За все время мимо меня проехало каких-нибудь две машины, направлявшиеся к вершине возвышенности. Это была очень спокойная улица. Вскоре после шести часов сквозь струи дождя пробился какой-то свет. Вокруг царила настоящая тьма египетская, а свет был светом фар автомобиля, остановившегося перед домом Гейгера. Фары сияли еще некоторое время, потом погасли. Дверца машины открылась и из нее вышла женщина. Маленькая стройная женщина в большой фетрофой шляпе и прозрачном дождевике. Она направилась через лабиринт живой изгороди к вилле. Слабо прозвучал звонок. Сквозь дождь блеснул свет, до меня донесся звук закрывающейся двери и снова воцарилась тишина.

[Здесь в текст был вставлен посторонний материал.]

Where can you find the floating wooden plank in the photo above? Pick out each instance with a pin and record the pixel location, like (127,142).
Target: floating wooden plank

Из ящичка под приборной доской я достал фонарик, вылез из машины и отправился посмотреть на автомобиль, стоявший перед домом Гейгера. Это был «паккард». Темно-красный или темно-коричневый. Я нащупал водительские права в рамке под целлулоидной пленкой и осветил их. Документ был выписан на имя Кармен Стернвуд, 3765 Альта Бри Кресчент, Вест-Голливуд. Я вернулся к своей машине, снова забрался внутрь и стал ждать. Капли дождя стекали мне на колени, виски жгло желудок. Никто больше не проехал по Лэйверн-террас, ни малейшего проблеска света не появилось в окнах дома, перед которым стояла моя машина. Прекрасные условия для совершения запретных поступков.

В двадцать минут восьмого в доме Гейгера вспыхнул яркий белый свет, как молния в летнюю грозу. Прежде чем тьма поглотила его, раздался высокий истерический крик и почти тотчас заглох в намоченных дождем деревьях. Я выскочил из машины еще до того, как он успел отзвучать.

В этом крике не было страха. Он производил впечатление скорее радостного ужаса, в нем слышалось что-то пьяное, какая-то нота чистого безумия. Это был странный звук. Он наводил на мысль о людях в белых халатах, размещенных в домах с зарешеченными окнами, и о твердых узких нарах с прикрепленными к ним кожаными ремнями для рук и ног.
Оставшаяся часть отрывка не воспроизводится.